La garza, elemento simbólico recurrente en la poesía medieval, era al igual que la grulla un animal sagrado para los celtas y otros pueblos antiguos, quienes veían en la blancura nívea de sus plumas una representación sin igual de pureza y espiritualidad. En una época como la medieval, dominada por las convenciones del amor cortés (el cual se basaba en la premisa de que amor y matrimonio son asuntos de índole muy distinta, ya que el matrimonio feudal era un contrato entre terratenientes, mientras que el amor exige libertad a los amantes), el amor era considerado poco menos que un imposible, y la garza el símbolo del casi milagroso acceso a ese sentimiento puro y libre que, superando todas las ataduras terrenales, alza el vuelo.

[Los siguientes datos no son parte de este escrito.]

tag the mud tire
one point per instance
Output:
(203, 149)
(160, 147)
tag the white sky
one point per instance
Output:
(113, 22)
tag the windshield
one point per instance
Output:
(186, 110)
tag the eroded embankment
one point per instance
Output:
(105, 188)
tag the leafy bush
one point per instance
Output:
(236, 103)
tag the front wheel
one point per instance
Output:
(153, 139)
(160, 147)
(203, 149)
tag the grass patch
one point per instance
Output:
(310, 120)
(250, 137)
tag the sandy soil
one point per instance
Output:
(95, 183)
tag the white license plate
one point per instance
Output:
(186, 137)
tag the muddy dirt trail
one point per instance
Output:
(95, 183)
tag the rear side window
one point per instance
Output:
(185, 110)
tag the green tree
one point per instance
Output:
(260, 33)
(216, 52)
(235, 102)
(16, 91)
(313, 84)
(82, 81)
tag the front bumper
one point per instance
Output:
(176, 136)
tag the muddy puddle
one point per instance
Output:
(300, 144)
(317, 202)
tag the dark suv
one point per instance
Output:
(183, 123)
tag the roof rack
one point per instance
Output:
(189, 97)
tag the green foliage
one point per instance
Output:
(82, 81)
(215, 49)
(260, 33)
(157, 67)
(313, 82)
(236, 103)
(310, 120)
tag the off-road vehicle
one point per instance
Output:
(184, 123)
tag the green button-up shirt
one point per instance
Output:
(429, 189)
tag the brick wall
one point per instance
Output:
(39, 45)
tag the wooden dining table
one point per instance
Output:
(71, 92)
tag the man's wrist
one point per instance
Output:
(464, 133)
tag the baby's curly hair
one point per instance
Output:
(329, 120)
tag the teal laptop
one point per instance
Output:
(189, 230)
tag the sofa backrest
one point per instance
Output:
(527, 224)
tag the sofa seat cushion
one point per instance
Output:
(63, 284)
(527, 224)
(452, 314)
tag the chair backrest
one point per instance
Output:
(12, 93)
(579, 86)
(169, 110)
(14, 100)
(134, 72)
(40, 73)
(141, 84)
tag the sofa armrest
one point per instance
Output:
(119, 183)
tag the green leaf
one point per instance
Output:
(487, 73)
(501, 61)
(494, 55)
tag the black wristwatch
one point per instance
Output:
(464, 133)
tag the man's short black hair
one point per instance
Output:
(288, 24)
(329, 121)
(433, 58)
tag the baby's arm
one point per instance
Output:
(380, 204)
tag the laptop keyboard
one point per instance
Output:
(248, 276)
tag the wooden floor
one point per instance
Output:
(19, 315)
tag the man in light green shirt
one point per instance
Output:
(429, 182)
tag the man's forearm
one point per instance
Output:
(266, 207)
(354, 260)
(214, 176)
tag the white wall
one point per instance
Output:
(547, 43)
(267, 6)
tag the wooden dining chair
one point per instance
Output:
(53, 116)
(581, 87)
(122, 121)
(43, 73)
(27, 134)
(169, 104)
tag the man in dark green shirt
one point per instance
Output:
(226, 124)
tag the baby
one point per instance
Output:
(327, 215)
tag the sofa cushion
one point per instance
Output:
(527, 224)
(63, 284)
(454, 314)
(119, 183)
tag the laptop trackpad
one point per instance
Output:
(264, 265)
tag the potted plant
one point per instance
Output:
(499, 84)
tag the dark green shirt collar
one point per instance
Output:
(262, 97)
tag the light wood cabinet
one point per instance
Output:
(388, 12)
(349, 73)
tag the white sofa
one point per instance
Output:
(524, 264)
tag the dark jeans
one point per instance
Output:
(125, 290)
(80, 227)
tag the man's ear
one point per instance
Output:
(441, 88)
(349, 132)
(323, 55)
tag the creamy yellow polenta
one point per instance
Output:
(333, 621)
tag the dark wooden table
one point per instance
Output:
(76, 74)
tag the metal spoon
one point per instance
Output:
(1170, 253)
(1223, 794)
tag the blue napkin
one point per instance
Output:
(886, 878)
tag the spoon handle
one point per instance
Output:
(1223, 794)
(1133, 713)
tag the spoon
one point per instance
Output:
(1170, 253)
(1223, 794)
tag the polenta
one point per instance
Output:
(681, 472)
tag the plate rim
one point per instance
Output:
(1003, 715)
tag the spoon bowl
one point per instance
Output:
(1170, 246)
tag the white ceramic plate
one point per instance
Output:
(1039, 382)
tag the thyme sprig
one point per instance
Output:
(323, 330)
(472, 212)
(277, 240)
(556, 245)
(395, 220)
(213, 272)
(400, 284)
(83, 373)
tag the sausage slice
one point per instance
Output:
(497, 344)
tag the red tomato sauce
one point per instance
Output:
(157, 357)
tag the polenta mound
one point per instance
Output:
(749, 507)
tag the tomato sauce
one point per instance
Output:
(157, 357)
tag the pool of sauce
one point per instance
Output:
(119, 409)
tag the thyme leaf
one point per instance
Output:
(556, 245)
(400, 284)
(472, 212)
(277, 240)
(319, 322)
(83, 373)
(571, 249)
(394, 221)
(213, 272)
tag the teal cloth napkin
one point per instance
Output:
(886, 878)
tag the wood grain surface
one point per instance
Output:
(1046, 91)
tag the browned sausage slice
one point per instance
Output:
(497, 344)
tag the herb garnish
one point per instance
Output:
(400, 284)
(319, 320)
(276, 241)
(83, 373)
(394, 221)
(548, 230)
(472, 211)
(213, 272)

La poesía mística se nutrirá también de la simbología profana para representar en la figura de la garza al alma pura que asciende en busca del Amado al cielo.

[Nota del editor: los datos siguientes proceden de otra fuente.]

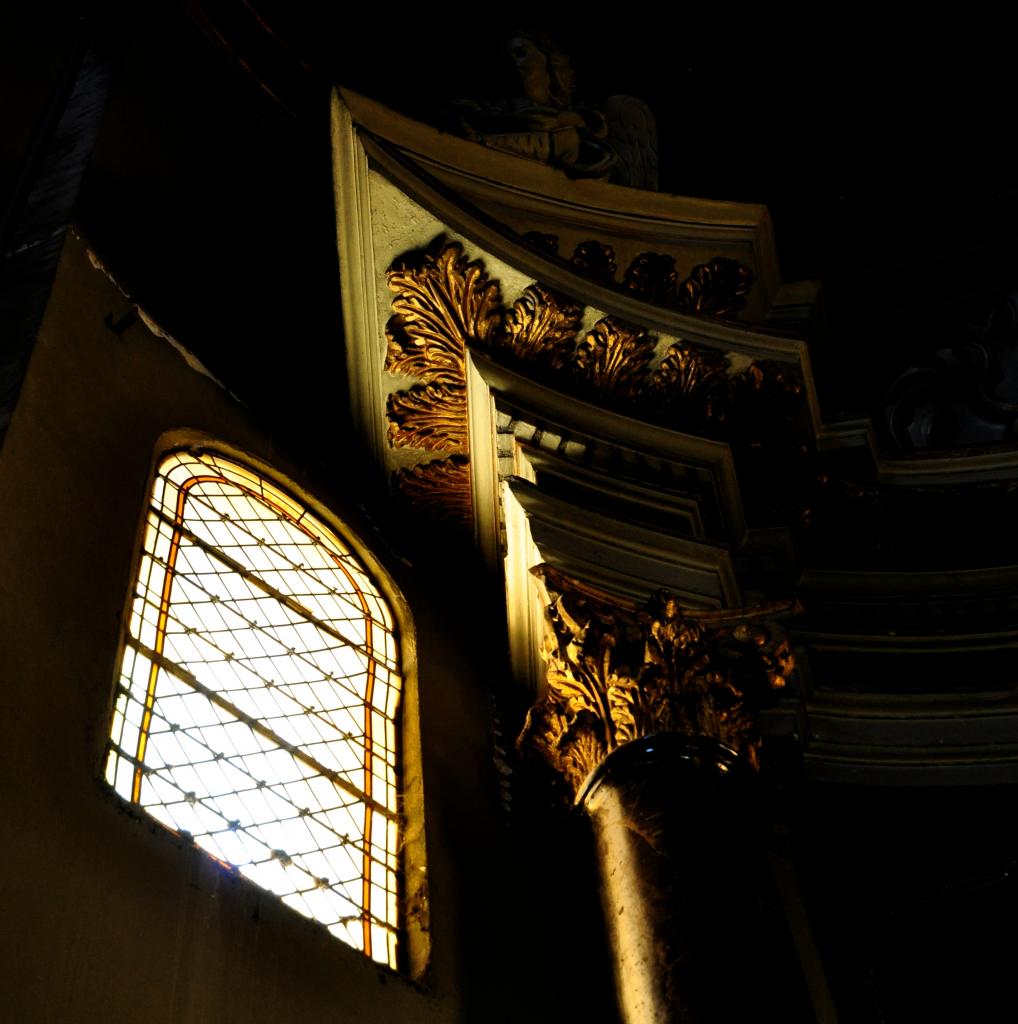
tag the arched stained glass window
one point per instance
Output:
(257, 695)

Laura, cuyo nombre viene del latín ‘laurus’ (laurel), árbol consagrado al dios Apolo, protector de la poesía, sabe bien todo eso, como tampoco ignora que comparte su nombre con el de la mujer que fue musa y amor platónico de Petrarca, de modo que comprende que, como en el romance del Conde Olinos, amar no puede consistir en otra cosa que en alentar el vuelo libre de la garza, cuyo porte en el aire no tiene parangón con el del ave quieta en el humedal: el amor como ideal al que se aspira muere en muy poco tiempo cuando la garza se encarna en mujer terrenal: todo amor, en definitiva, sólo puede sobrevivir en tanto que procura la libertad del objeto amado.

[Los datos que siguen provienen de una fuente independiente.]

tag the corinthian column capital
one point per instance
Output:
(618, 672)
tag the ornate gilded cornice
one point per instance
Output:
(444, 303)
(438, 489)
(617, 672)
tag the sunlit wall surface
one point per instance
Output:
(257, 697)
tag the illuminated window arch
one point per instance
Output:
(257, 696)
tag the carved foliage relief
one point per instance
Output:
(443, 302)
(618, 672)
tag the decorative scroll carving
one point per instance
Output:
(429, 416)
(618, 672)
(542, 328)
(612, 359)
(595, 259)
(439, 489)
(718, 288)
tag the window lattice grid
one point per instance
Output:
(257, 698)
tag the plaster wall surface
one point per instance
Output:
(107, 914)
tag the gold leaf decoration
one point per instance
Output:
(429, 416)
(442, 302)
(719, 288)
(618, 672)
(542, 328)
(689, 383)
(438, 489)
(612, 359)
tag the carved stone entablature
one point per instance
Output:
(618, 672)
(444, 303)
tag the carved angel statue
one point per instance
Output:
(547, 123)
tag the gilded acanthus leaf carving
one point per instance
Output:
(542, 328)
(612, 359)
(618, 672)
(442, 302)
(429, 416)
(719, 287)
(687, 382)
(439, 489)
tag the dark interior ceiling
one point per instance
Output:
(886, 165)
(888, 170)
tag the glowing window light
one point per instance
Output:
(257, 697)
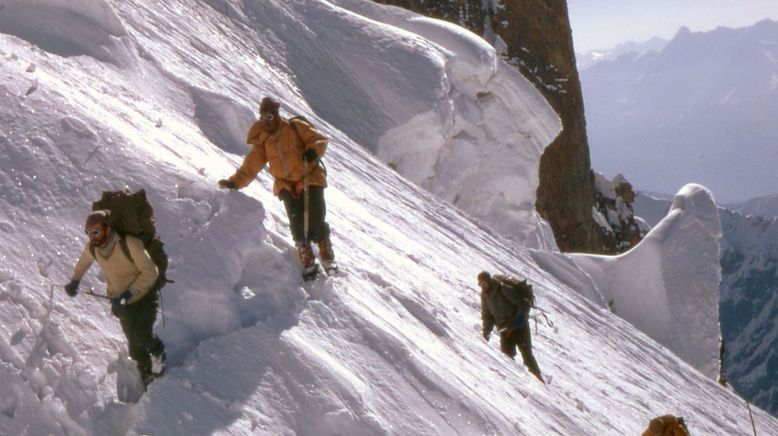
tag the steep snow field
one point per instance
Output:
(98, 95)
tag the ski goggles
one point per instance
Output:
(94, 232)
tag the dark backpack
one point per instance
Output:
(132, 214)
(521, 286)
(302, 118)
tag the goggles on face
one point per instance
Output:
(94, 233)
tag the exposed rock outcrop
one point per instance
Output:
(535, 36)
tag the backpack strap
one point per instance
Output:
(125, 248)
(122, 243)
(320, 160)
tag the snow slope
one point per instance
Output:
(667, 286)
(391, 347)
(747, 304)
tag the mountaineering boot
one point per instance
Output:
(158, 364)
(307, 261)
(327, 256)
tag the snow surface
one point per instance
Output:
(478, 143)
(667, 286)
(392, 346)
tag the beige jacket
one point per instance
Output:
(283, 150)
(137, 275)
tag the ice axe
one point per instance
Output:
(306, 199)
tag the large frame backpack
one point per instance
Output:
(132, 214)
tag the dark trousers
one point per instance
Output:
(137, 321)
(520, 337)
(317, 210)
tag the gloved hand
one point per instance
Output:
(227, 184)
(72, 288)
(122, 300)
(310, 155)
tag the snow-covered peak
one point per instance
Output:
(667, 285)
(391, 347)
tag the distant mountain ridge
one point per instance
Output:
(592, 57)
(700, 110)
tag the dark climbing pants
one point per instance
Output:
(137, 321)
(317, 211)
(520, 337)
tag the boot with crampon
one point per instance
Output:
(307, 261)
(327, 256)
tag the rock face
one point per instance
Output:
(535, 36)
(615, 213)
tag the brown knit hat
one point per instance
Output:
(269, 104)
(98, 217)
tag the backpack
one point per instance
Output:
(521, 286)
(667, 425)
(302, 118)
(132, 214)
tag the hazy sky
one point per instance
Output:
(604, 23)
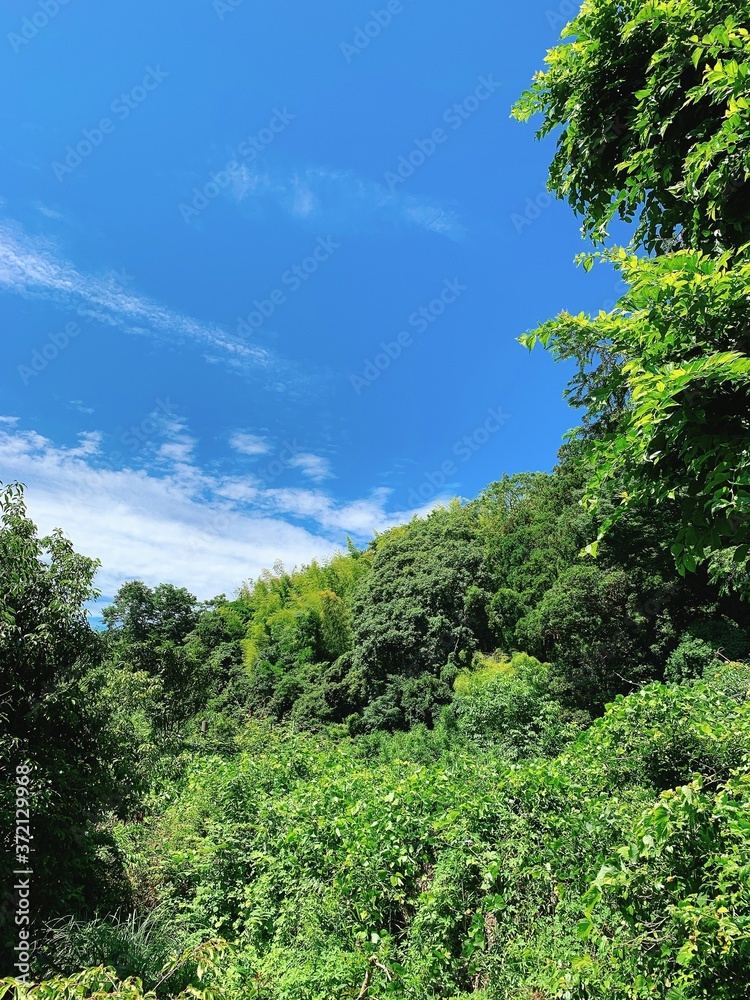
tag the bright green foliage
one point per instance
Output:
(510, 705)
(652, 100)
(424, 868)
(665, 382)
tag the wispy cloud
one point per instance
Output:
(341, 201)
(32, 267)
(174, 522)
(249, 444)
(313, 466)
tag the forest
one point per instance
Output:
(501, 751)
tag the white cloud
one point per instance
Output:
(249, 444)
(179, 524)
(32, 267)
(313, 466)
(341, 201)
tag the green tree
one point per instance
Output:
(651, 101)
(56, 721)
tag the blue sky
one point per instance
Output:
(262, 270)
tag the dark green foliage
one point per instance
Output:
(651, 101)
(55, 719)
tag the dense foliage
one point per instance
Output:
(504, 750)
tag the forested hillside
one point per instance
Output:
(503, 750)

Y Laura, que nació tierra adentro en mitad de un vasto paraje de secano y se encuentra justo ahora en la mitad a secas de su vida, en el breve instante que dura el impulso y la remontada del ave, presencia toda una vida en la que, pese a haber cultivado su inteligencia y ensanchado su sensibilidad y su mente, pese a haber trabajado, creado , compartido, construido, fue claudicando un poco – sólo un poco, pero siempre un poco- hasta el punto de llegar, imperceptiblemente, a perder lo más valioso que tenía, lo único que de verdad importaba conservar: su libertad. Quieta sobre la duna siente de pronto frío y comprende que también para ella ha llegado el momento de remontar e irse, de alejarse del angosto pedazo de suelo que aún le queda tras haberlo cedido centímetro a centímetro: de marcharse, por fin, de levantar el vuelo.